The Burmans and Karens are already receiving training and preaching in their own languages. They also have been granted an abundance of fine looking homes, buildings and other facilities, even to the point of surpassing their ability to utilize them.
How many years have it been since the Burmans received the word of God? It is only recently that we Kachins have come to know the good news. But you can look at the number of believers, and compare the results.
We Kachins hunger for the word of God with such impatience and fervor that we are ready to grab and gulp it down raw. For us, a Bible school in the Kachin language is a must. So I would ask you not to drag your feet about giving us a Bible school.
Also, it would be against God’s will if you refuse a Bible school for the Kachins. You missionaries, you have crossed vast expanses of water to come to this land to spread God’s word. If you, yourselves, discriminate against us hill peoples, your actions will go against God’s will.
If we look at this big city of Rangoon, we see a reluctant population being force-fed, even to the point of regurgitation. If you are so intent on feeding those who are averse to your efforts, why not for a change, feed those of us who desperately hunger and thirst for God’s word?

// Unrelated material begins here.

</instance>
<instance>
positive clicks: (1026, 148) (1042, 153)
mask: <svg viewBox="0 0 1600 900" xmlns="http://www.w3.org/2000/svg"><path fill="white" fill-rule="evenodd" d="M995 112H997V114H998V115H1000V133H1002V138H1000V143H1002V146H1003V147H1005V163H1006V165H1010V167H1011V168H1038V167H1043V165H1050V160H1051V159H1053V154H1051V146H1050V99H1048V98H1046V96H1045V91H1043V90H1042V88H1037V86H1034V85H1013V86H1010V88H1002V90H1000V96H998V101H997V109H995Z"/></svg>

As Rev. Zau Tu thus expounded, hammering home his arguments point after point, he became increasingly impassioned, and his companion DIS Robin tugged at his jacket and said, “Zau, you are being too sharp tongued!” Rev. Zau Tu turned to his compatriot and said: “What, you too? Are you on their side or with me?”

At this juncture, the missionaries said, “Zau Tu, we understand what you are trying to say. Let us put an end to the meeting here and now.” The general meeting adjourned, and that night, the missionary group met on their own.

Rev. Zau Tu could not sleep the whole night, spending much of it in prayer. He was sitting by himself early the next morning, when he heard a knock on the door. It was Mama Smith calling out his name. Zau Tu at once answered in a loud voice, “Yes, Mama!” and opened the door. Mama Smith, then told him that the Executive Committee had met the night before to discuss the Kachin proposal, and that as she understood it, had agreed to a Bible school for the Kachins.

Sara Zau Tu jubilantly cried out: Ara Le! (Jinghpaw equivalent for Hallelujah!) God Himself has made it come true!”

It should be remembered that it was only through the strong, persistent pleas of our elders that a Bible school in our own language, Kachin, came into being.